But this new sensor is inexpensive and easy to use while still remaining highly sensitive. The sensor, which is made of thin stripes of gelatinous hydrogel that expands and contracts based on the acidity of its environment, can expose information about different substances in liquid environments by measuring its pH.  

The diffraction-based sensor uses water-insoluble hydrogel to make a "diffraction grating," which is a series of raised stripes. These stripes are coated with gold, and expand and contract based on the pH level of the environment. The sensors can then analyze laser light, which reflects off of the cold coating. These reflections from the top of the stripes and the spaces in between them meddle with one another, which results in a diffraction pattern that changes based on the height of the stripes.  

The diffraction patterns show small changes in movement of the hydrogel stripes when they react to the environment, which ultimately measures pH changes. 

"By precise measurement of pH, the diffraction patterns can reveal a lot of information about the sample environment," said Savran. "This technology detects very small changes in the swelling of the diffraction grating, which makes them very sensitive." 

In laboratory tests, researchers found that the hydrogel sensor can detect changes less than one-1,000th on the pH scale.
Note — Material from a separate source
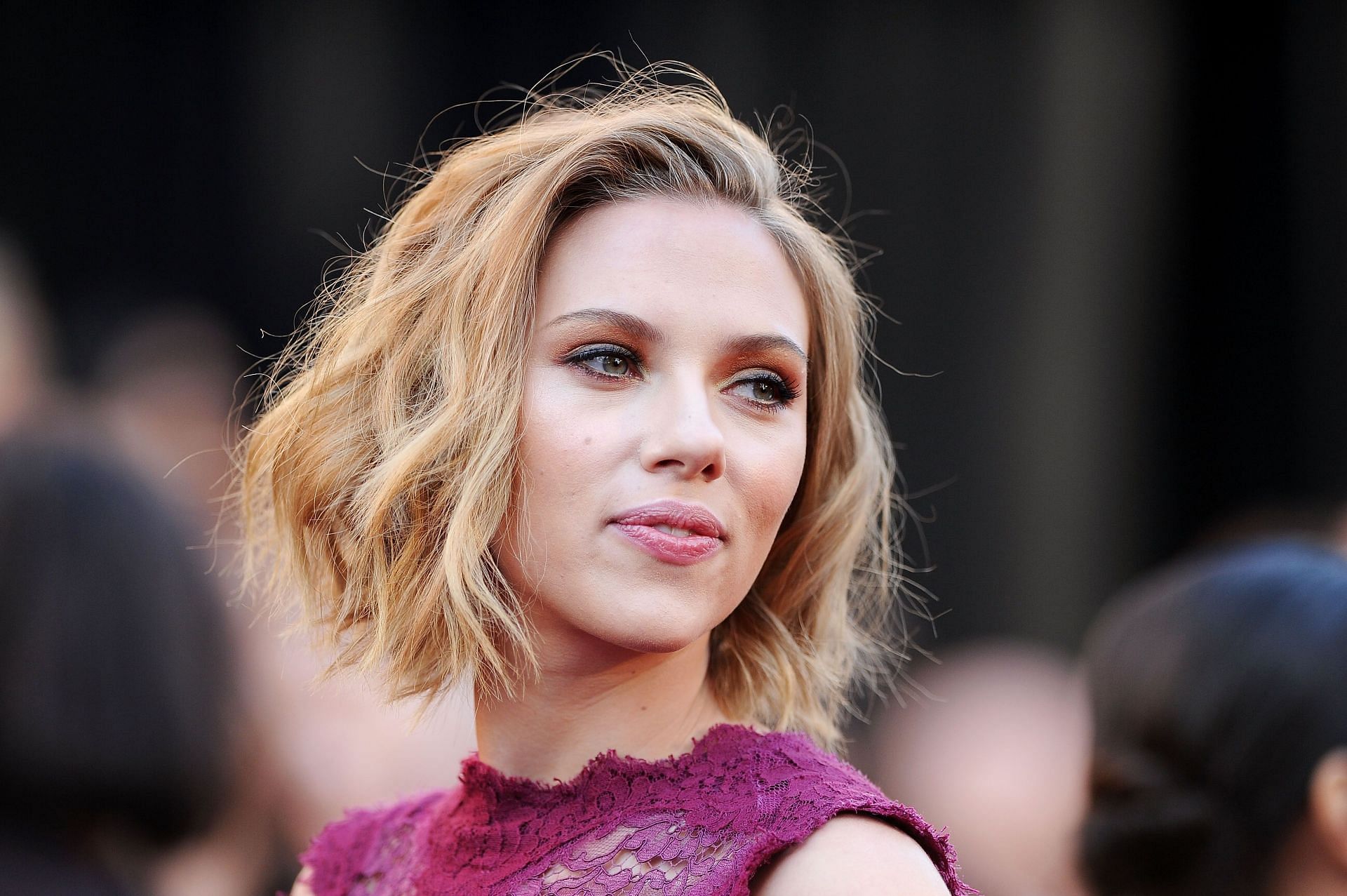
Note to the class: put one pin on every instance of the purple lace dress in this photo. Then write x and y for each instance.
(689, 825)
The pH scale typically measures a liquid on a scale of 0 to 14, where 0 is the most acidic and 14 is the most basic.  

"We know we can make them even more sensitive," said Savran. "By using different hydrogels, gratings responsive to stimuli other than pH can also be fabricated. 

"As with any novel platform, more development is needed, but the detection principle behind this technology is so simple that it wouldn't be difficult to commercialize."